Contrary to usual practice, the ceremony was held in the small reception hall that leads to the office of President Shimon Peres.
Participants, including Arad’s five-and-a-half year old grandson Or, arrived well ahead of time. He proudly announced to all and sundry: “This is MY grandma!” Having seen everything there was to see he became a little impatient and asked: “Where’s the president?” Or’s curiosity was satisfied a few minutes later when Peres appeared, flanked by Supreme Court President Dorit Beinisch, Justice Minister Yaakov Neeman and Industry, Trade and Labor Minister Binyamin Ben-Eliezer.
Arad stood as Courts Administration director-general Moshe Gal read her curriculum vitae that attested to her wide ranging experience in the legal system, after which she signed a pledge that elsewhere would be interpreted as an oath of allegiance.

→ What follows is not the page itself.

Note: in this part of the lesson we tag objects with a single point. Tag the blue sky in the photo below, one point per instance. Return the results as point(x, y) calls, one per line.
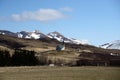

Peres noted that she had been the first woman to serve as director-general of the Justice Ministry and now she was the first woman to serve as president of the National Labor Court.
Peres said that in today’s global environment it was not enough to be well versed in the labor laws of one’s own country. One has to know those of other countries as well. Moreover a national labor court judge, particularly in the role of president, must be able to tread the fine line between fairness to the worker and fairness to the employer to ensure that capital keeps rolling so that more jobs can be created, he said.
Peres expressed appreciation to the court’s outgoing President Steve Adler, who he said has served the state with loyalty and wisdom and has made an enormous contribution to the development of the labor courts.
Beinisch, who is both a personal friend and longtime colleague of Arad’s, said that she had been in a position to observe Arad at work and to take note of the extent to which Arad concerned herself not only with the rules and regulations, but with the humans beings affected by the law and by her rulings.
Adler had made a phenomenal contribution to labor relations in Israel, Beinisch said.
Neeman recalled that when he had previously been justice minister and had appointed Arad as director-general of the ministry, people had asked him how he could take such a risk, given that Arad had no administrative experience.
Before he had been minister, he had appeared in a sensitive case involving the right of bereaved parents and siblings to have more on the inscription on the tomb of a dead soldier than the IDF allowed. The wanted the names of the soldier’s brother and sister on the headstone. The IDF was adamantly opposed.
When Neeman saw the manner in which Arad had handled the case he was impressed; and when the time came to appoint a director-general, he decided that someone with as good a heart as Arad’s would make a good manager.
Neeman lauded Adler’s gift for mediation and said that he had made significant changes for the good in the Labor Court system.
Ben-Eliezer said he never had to worry about anything while Adler was at the helm of the court, and he urged her to walk in Adler’s footsteps.
Turning to Adler he said, “You’ve received a lot of compliments today, but the bottom line is that you’re a good and decent man.”